Mill Spring, North Carolina, USA – October 26, 2020 – Jordan Coyle (IRL) and Picador galloped to victory in the $25,000 Nutrena® Grand Prix at Tryon International Equestrian Center & Resort (TIEC) to conclude the sixth week of competition of the Tryon Fall Series.
Coyle and the 2007 Anglo European gelding (Lupicor x Kind of Magic), owned by Elan Farm, were one of 39 entries to challenge the long course designed by Anthony D’Ambrosio (USA), with only two pairs gaining entry to the jump-off. Dickey was first to go, and his navigational error at the end of the course paved the way for a pressure-free jump-off experience for Coyle. The pair ended up on a time of 38.51 seconds with one rail down, but Coyle shared that it was nice for Picador to end his time at TIEC on a high note after a difficult two weeks.

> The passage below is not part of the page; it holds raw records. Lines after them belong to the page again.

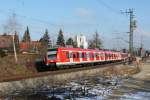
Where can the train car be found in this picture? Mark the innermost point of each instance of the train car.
(57, 57)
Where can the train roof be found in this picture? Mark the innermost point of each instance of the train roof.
(80, 49)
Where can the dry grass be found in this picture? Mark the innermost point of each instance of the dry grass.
(25, 65)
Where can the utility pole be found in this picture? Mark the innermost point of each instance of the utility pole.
(132, 26)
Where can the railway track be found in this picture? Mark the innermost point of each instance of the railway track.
(42, 74)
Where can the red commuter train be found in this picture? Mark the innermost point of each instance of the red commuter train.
(58, 57)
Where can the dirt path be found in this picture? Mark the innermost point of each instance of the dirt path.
(144, 74)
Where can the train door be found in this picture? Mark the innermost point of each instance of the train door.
(70, 56)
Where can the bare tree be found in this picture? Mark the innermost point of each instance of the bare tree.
(10, 27)
(95, 42)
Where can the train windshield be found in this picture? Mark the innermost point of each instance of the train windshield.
(52, 54)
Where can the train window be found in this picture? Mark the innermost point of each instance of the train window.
(67, 55)
(88, 55)
(80, 55)
(97, 55)
(74, 55)
(77, 55)
(52, 56)
(70, 55)
(84, 55)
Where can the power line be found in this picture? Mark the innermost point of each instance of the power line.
(30, 18)
(132, 26)
(108, 7)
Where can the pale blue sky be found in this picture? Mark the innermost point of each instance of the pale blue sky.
(80, 16)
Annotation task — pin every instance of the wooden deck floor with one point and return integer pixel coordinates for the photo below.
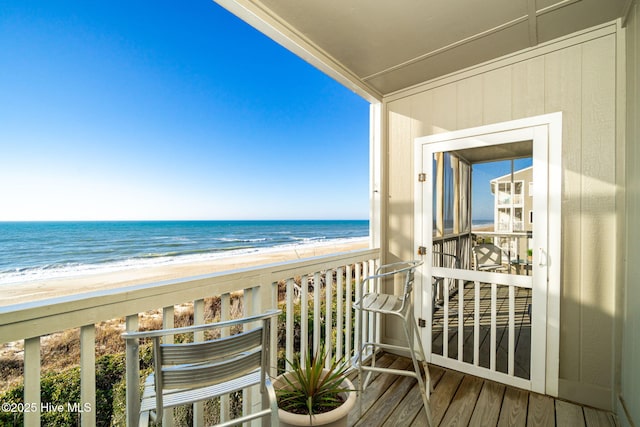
(462, 400)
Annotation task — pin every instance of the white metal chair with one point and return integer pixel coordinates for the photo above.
(189, 372)
(394, 305)
(488, 257)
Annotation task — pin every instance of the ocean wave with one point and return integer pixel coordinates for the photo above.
(69, 269)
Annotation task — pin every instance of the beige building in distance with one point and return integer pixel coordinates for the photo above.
(513, 211)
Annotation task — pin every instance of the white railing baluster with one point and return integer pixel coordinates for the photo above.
(198, 319)
(358, 289)
(460, 319)
(168, 322)
(316, 310)
(349, 345)
(445, 320)
(339, 312)
(328, 318)
(494, 295)
(133, 373)
(88, 375)
(476, 324)
(290, 324)
(304, 315)
(512, 322)
(32, 381)
(225, 314)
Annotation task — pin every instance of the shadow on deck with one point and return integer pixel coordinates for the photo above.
(462, 400)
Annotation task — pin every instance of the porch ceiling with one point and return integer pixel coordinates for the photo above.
(382, 46)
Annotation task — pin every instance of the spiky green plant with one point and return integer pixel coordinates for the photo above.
(312, 388)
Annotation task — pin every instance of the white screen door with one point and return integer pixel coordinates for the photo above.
(494, 314)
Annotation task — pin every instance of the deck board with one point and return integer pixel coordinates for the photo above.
(514, 408)
(459, 399)
(461, 407)
(569, 414)
(541, 411)
(487, 409)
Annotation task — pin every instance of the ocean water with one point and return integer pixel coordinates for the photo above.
(42, 250)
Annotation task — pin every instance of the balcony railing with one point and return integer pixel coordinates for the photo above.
(314, 283)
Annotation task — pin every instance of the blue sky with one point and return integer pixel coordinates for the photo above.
(169, 110)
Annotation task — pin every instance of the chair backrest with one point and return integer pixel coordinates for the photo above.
(487, 254)
(405, 268)
(194, 365)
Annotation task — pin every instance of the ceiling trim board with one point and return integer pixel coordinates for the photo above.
(545, 48)
(268, 23)
(559, 5)
(448, 47)
(533, 22)
(626, 11)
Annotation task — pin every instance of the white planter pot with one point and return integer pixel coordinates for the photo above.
(334, 418)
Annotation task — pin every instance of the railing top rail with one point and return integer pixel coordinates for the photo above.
(199, 328)
(46, 316)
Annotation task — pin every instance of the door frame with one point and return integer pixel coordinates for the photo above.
(547, 255)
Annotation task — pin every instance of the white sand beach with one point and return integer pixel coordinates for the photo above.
(44, 289)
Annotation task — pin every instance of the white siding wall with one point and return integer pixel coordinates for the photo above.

Ken Dickey (USA) and Rocking D Ranch’s Opium du Soufflet, a 2009 Swedish Warmblood gelding (Ogano Sitte x Nicky du Soufflet), were the short-course trailblazers, unfortunately going off course at the last fence to receive second place.
Connor O’Regan (USA) navigated the 2012 Belgan Warmblood mare (Hunter’s Scendix x Cleopatra van Spalbeek) owned by Dynomite Ranch, LLC, Mendini DR, to a third place finish on a time of 78.186 in the first round, with a single time penalty keeping them from the speed test.
“He [Picador] won the first class last week [$37,000 EquiSafe Global Power & Speed Stake CSI 3*] and things just didn’t work out in between, but it’s good he won today. The course rode tough… much tougher than I expected,” Coyle revealed. “Since we’re going to Kentucky next week I wanted to jump today just as an easy round. But there was nothing easy about that: it was as tough as any of the FEI classes!”
Coyle could not pinpoint an advantage over the rest of the field that secured him entrance to the jump-off, but reported that it’s “normal” for him to jump clear. “I think the time allowed was tighter than I expected, so I was lucky there. Even though I was using it as a schooling class, I love to win as much as he does, so I guess we both tried.”
Coyle reflected that an already strange class became even more unusual in the jump-off. “Normally, when there’s two people in the jump-off like that, sometimes it can become kind of tricky because you don’t know what to do, but I was very, very lucky that Ken had a mishap,” he emphasized. “All I had to do was get through the start and the finish. It was a strange, strange class. That’s all you can say about that! We’ll take whatever we can get.”